11 мая в бизнес-инкубаторе Парка высоких технологий студенты белорусских вузов представили свои проекты экспертному жюри. В этом году международный технологический конкурс Imagine Cup 2017 отмечает 15-летний юбилей. С приветственной речью и пожеланием успеха к юным разработчикам обратился Антон Мякишев, Глава представительства Microsoft в Беларуси. 


_«Информационные технологии правят миром. Сегодня на ИТ-сектор приходится примерно 5% мирового ВВП. По прогнозам экспертов с каждым годом этот показатель будет расти и в итоге приблизится к 60%. Смело утверждаю, что выбранное вами занятие обеспечит вам интересную жизнь и стабильно высокий доход. Microsoft оказывает поддержку молодым талантам. В рамках конкурса Imagine Cup вы учитесь работать в команде, применяете на практике знания, полученные во время учебы, изучаете дополнительные материалы, консультируетесь с экспертами в области информационных технологий»._ 


В Национальном финале конкурса приняли участие 6 команд. Ребята представляли социальные проекты, игры, инновационные приложения, построенные на базе Microsoft Azure и Visual Studio. Команда Lume продемонстрировала аналог распознавателя QR-кодов. Студенты БГУ представили проект VedeX, который позволяет внедрить виртуальную и дополненную реальность в учебный процесс и тем самым сделать его более увлекательным, полезным и интересным. Команда Space Beaver показала жюри игру для отдыха и релакса. 


_«Мы благодарны компании Microsoft за поддержку белорусских стартапов и систему образования в целом. Образование – одна из ключевых сфер, в которой мы планируем развивать наше сотрудничество»_, - прокомментировал Всеволод Янчевский, Глава администрации ПВТ. 


Победителем Imagine Cup в Беларуси стала команда Scrawlless, которая разработала математический интернет-портал для детей с нарушениями мелкой моторики рук. Портал адаптирован к программе белорусских школ. С его помощью дети, которым в силу особенностей физического развития сложно писать текст и чертить, смогут выполнять домашние задания по алгебре и геометрии. В портал встроены модули для решения примеров с опциями вычисления в столбик и поле для черчения геометрических фигур. 


_«Идея создать портал появилась, когда я лежал в больнице.

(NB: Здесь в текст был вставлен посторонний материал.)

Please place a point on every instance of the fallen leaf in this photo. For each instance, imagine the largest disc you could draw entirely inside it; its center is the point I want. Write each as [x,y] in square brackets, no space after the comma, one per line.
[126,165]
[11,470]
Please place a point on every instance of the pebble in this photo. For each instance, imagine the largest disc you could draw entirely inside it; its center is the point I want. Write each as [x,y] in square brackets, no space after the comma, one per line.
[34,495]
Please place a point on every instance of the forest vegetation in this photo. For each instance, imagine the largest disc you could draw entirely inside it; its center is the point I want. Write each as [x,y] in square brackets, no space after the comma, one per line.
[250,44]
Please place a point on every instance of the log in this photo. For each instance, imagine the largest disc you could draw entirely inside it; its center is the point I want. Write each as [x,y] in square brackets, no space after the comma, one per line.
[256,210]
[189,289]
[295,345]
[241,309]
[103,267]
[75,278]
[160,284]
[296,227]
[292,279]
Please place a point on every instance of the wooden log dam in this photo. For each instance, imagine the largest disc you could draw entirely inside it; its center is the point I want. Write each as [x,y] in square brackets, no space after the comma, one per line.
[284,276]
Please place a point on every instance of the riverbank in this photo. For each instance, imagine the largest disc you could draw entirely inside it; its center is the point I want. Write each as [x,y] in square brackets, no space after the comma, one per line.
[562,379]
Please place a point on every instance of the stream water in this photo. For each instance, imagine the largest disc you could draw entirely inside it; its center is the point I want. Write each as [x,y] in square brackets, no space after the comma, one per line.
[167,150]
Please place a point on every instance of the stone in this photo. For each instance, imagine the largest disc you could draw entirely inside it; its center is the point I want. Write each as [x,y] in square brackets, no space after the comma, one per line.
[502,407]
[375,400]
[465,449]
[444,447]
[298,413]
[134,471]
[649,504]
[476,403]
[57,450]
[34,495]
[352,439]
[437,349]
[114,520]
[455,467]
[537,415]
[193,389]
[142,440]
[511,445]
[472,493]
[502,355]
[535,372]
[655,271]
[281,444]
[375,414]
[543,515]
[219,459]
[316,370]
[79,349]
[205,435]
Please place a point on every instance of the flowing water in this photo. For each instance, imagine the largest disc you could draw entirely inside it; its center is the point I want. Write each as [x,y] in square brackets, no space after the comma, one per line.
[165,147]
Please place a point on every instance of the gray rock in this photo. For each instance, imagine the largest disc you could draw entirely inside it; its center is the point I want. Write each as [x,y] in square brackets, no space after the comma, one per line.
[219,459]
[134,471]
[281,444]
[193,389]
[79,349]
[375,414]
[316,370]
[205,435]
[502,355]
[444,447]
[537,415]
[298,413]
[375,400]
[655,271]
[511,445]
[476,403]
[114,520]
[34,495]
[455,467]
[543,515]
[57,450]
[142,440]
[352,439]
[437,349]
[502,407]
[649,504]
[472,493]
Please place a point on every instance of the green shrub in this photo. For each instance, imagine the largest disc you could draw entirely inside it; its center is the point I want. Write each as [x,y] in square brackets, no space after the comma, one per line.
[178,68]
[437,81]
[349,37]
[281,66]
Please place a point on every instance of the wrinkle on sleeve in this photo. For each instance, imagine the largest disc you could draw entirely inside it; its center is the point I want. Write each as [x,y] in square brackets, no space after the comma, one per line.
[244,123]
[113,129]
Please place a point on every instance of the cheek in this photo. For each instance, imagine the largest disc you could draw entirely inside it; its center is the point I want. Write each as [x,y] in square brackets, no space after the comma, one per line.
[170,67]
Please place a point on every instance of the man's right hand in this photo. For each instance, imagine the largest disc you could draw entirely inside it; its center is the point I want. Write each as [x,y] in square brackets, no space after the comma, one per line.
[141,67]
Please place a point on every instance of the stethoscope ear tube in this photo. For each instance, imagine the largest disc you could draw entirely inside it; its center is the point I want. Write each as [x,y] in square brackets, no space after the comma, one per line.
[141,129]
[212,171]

В палате рядом со мной находился мальчик с ДЦП. Я видел, как ему сложно выполнять домашние задания – писать текст от руки и, тем более, чертить. Мне захотелось ему помочь. Сегодня мы сотрудничаем с РРЦ для детей-инвалидов. Перед тем, как заявить о нашем проекте, мы провели презентацию сервиса перед родителями, предоставили портал детям и протестировали его в действии. Ребята были так увлечены, что их невозможно было оторвать от компьютеров»_, - рассказал в своем докладе Дмитрий Кузьмич, студент первого курса БГУИР, руководитель команды разработчиков Scrawlless.


Портал будет полезен школьникам, которые находятся на домашнем обучении: с помощью сервиса можно отправлять домашние задания учителю и задавать ему вопросы онлайн. Разработчики утверждают, что у проекта большое будущее: его можно адаптировать к школьным программам разных стран и помогать детям по всему миру. Ребята планируют «обучить» портал другим школьным дисциплинам и начать сотрудничество с Министерством образования. 


_«Мало наполнять проект функционалом и грамотно его развивать. Важно, чтобы он приносил пользу, был важен и нужен людям. Ребята наглядно продемонстрировали, как можно внедрить разработку в реальную среду»_, - прокомментировал Антон Мякишев. 


Поощрительные призы получили команды See Battle, которая представила чат-бот для Skype, играющий с собеседником в морской бой, и Rainforce Team: ребята продемонстрировали игру Eat or be Meat – аналог настольной игры, в которую на одном устройстве могут играть 6 людей одновременно. 


Команда-победитель отправится в Киев и примет участие в региональном финале Imagine Cup 2017. Ребята, которые заняли призовые места получили ценные подарки от компании Microsoft.

----------